Information Theory in TCS (COMS-E6998, Fall'17)


Instructor: Omri Weinstein.
Time: T 4:10pm - 6:40pm.
Location: TBD.
Office hours: TBD.

Teaching assistant: Zhenrui Liao
Office hours: TBD
Location: Mudd TA Room (1st floor)

Course syllabus


The goal of this course is to develop tools in information theory and communication complexity for
understating computation, mostly to prove unconditional lower bounds on various computational
models such as streaming algorithms, data structures, distributed computing, linear programs, circuit
design and even economic scenarios. On the upper bound side, we will discuss compression schemes
for one-way and interactive protocols, their implications to theoretical computer science, and the limits
and open directions in generalizing Shannon’s classical information theory to the interactive setup (aka
Information Complexity). Time permitting, we will discuss some questions in "algorithmic information
theory" such as constructing efficiently decodable capacity-achieving codes.

This is an advanced course geared towards CS and EE graduate students, though it is designed to be self
contained. Evaluation is based on home works and a final project (reading, implementation, or research).

The class satisfies the track electives for Theory (Foundations) track.


There are no mandatory prerequisites other than familiarity with probability theory and linear algebra.
Background in Complexity Theory (e.g., COMS 4236) and information theory is recommended but not a
prerequisite. However, mathematical maturity is a must, and lectures are based on theoretical ideas and
will be proof-heavy. Students are expected to be able to read and write formal mathematical proofs.

Tentative list of topics:

Communication complexity (deterministic, non-deterministic, randomized), applications to linear programs
(Yannakakis’ Factorization theorem and the “Clique vs. Independent Set” problem), streaming lower bounds
and data structure lower bounds (e.g., near-neighbor search, range counting, dictionaries, polynomial evaluation),
Information Theory 101 (definitions and basic inequalities), Shannon’s noiseless coding theorem (and its interactive
analogue), Shearer’s Lemma and applications to computer science, Information Complexity, interactive compression
schemes and the Direct Sum conjecture, algorithmic information theory.

List of similar courses taught at other universities:

Course reference books :
  • Communication Complexity (A.Rao and A.Yehudayoff).
  • Communication Complexity (E.Kushilevitz, N.Nisan).
  • Elements of Information Theory (T.Cover).


Grading will be based on bi-weekly home-work assignments (50%), scribing one lecture (10%), and a final
project (40%).

Homeworks: A problem set will be handed once every 2 weeks (5-6 in total). Collaborate on home-works is allowed
but writing formal solutions should be done *separately*. In this case, you should write clearly all the persons you
have collaborated with. There will also be an automatic extension policy. All submissions are via CourseWorks.
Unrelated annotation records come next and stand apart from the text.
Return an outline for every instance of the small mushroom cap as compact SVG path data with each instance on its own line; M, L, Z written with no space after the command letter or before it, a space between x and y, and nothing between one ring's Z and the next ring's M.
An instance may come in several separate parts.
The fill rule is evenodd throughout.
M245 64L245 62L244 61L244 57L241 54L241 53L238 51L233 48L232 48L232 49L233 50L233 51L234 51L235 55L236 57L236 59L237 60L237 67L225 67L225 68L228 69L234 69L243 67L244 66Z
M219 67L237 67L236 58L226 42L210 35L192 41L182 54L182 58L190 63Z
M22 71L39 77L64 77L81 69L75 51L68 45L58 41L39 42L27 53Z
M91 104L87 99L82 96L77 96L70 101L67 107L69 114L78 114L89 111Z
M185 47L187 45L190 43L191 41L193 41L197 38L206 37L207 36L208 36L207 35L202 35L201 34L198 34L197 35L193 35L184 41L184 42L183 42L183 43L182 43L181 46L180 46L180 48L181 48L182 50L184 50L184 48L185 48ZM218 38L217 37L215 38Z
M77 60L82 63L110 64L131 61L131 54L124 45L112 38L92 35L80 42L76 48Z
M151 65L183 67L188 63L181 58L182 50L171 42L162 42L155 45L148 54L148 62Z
The final projects can be of two types:

  • Reading-based: choose a course-related research paper (approved by the instructor), summarize it in writing,
and prepare a 10-15 minute presentation to class (there will be a concentrated presentations day end of semester).
  • Research-based: investigate a research topic on your own (with instructor's guidance). For example, develop an
algorithm or coding scheme and analyze it rigorously, extend a lower-bound technique shown in class, etc.).
  • Implementation-based: There will be a (limited) selection of implementation projects, related to compression,
coding and succinct data structures, which you can choose from. Depending on the project's scale, collaborations in small groups may be allowed.